Abstract
Paleogenomic data has informed us about the movements, growth, and relationships of ancient populations. It has also given us context for medically relevant adaptations that appear in present-day humans due to introgression from other hominids, and it continues to help us characterize the evolutionary history of humans. However, ancient DNA (aDNA) presents several practical challenges as various factors such as deamination, high fragmentation, environmental contamination of aDNA, and low amounts of recoverable endogenous DNA, make aDNA recovery and analysis more difficult than modern DNA. Most studies with aDNA leverage only SNP data, and only a few studies have made inferences on human demographic history based on haplotype data, possibly because haplotype estimation (or phasing) has not yet been systematically evaluated in the context of aDNA. Here, we evaluate how the unique challenges of aDNA can impact phasing quality.
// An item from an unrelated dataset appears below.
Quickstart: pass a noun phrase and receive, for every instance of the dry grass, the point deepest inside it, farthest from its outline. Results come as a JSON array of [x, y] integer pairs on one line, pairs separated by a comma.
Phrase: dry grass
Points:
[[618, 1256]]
We also develop a software tool that simulates aDNA taking into account the features of aDNA as well as the evolutionary history of the population. We measured phasing error as a function of aDNA quality and demographic history, and found that low phasing error is achievable even for very ancient individuals (∼ 400 generations in the past) as long as contamination and read depth are adequate. Our results show that population splits or bottleneck events occurring between the reference and phased populations affect phasing quality, with bottlenecks resulting in the highest average error rates. Finally, we found that using estimated haplotypes, even if not completely accurate, is superior to using the simulated genotype data when reconstructing changes in population structure after population splits between present-day and ancient populations.
Availability All software used for simulation and analysis is available at github.com/Jazpy/Paleogenomic-Datasim
Competing Interest Statement
The authors have declared no competing interest.